Advantages of crypto over stocks
Cryptocurrencies can get very hot and skyrocket in the blink of an eye. Because their ratings are generally not constrained by financial results (or lack thereof) or other value-based investor concerns, there are no limits.
Many crypto investors hope to be among the first to invest before the next big project launches. The chances of winning a lottery ticket may be slim, but it can definitely happen. Others prefer cryptocurrencies due to their decentralized nature, advanced privacy features, powerful automation options where the currency offers smart contracts, and other advanced options that no stock or regular currency can offer.
Disadvantages of crypto over stocks
The lack of proper regulation increases downside risk for the crypto market.
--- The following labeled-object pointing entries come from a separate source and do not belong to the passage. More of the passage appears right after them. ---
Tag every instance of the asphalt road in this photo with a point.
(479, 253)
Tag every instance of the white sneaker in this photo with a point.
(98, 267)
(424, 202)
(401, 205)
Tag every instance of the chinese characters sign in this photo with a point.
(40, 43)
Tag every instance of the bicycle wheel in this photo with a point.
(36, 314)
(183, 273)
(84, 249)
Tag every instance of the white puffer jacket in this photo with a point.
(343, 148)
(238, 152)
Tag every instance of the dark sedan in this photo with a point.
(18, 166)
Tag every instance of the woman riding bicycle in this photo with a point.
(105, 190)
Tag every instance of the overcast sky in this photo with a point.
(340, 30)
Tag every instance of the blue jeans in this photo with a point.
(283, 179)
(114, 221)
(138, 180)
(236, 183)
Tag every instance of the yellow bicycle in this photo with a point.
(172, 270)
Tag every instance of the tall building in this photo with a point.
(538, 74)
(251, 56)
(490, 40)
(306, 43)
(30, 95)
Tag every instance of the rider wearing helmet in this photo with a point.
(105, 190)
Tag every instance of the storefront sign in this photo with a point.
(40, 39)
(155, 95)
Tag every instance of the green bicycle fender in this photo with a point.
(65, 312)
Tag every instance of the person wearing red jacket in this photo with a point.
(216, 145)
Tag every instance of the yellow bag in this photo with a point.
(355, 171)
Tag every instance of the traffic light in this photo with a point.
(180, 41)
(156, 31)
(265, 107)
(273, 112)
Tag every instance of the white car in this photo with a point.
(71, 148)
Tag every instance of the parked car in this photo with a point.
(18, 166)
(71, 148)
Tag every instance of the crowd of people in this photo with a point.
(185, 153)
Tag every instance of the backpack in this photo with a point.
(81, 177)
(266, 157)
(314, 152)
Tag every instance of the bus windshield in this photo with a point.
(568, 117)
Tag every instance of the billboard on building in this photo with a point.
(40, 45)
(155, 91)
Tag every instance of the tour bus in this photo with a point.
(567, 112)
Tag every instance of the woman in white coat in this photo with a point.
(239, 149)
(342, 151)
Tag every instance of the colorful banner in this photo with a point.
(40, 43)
Until Congress figures out how to handle a trendy digital asset class, many investors will stay away, and with good reason. Institutional investors, in particular, will not be able to capitalize on new markets unless they understand how governments tax profits and how regulators deal with fraud in cryptocurrency trading systems.
Slow transactions can also be a problem for some merchants. A rise in cryptocurrency prices can collapse just as quickly.
How can you be sure that cryptocurrencies and crypto brokers are protected from hackers? And what if you upload your crypto holdings to a secure local wallet and then forget the password? These incidents have occurred in the past and may occur again.
Crypto vs. Investment Businesses
Simply put, you'll likely lose more sleep worrying about the security of your cryptocurrency than worrying about your stock portfolio.
If you are an experienced investor, you may want to add cryptocurrencies to your portfolio, but you should do so in small steps and make sure you learn everything you can about the cryptocurrency market.
If you have no investment experience, you should not jump in straight away. You will gain a better understanding of the basics of investing in the stock market and long-term thinking.
You can get into crypto opportunities without even opening a crypto brokerage account. Many reputable companies are exploring the cryptocurrency phenomenon from various unique angles, including the added security of a reputable business operation. For most people, investing in these companies is probably the best place to start when thinking about investing in cryptocurrencies.
Related Investment Matters
What does the future of cryptocurrencies and stocks look like?
The characteristics, challenges and opportunities of the cryptocurrency industry will continue to evolve over time. Regulations are being developed, but it is still too early to say what the final regulatory framework and the future of cryptocurrency will be. Meanwhile, the stock market continued to move slowly, recovering from the growing pains of a few decades ago.
So for now, stocks are inherently safer than cryptocurrencies, and the calm waters of the stock market can still create life-changing wealth. Given the speculative nature of this exciting but largely unproven opportunity, you should limit your exposure to cryptocurrencies for now.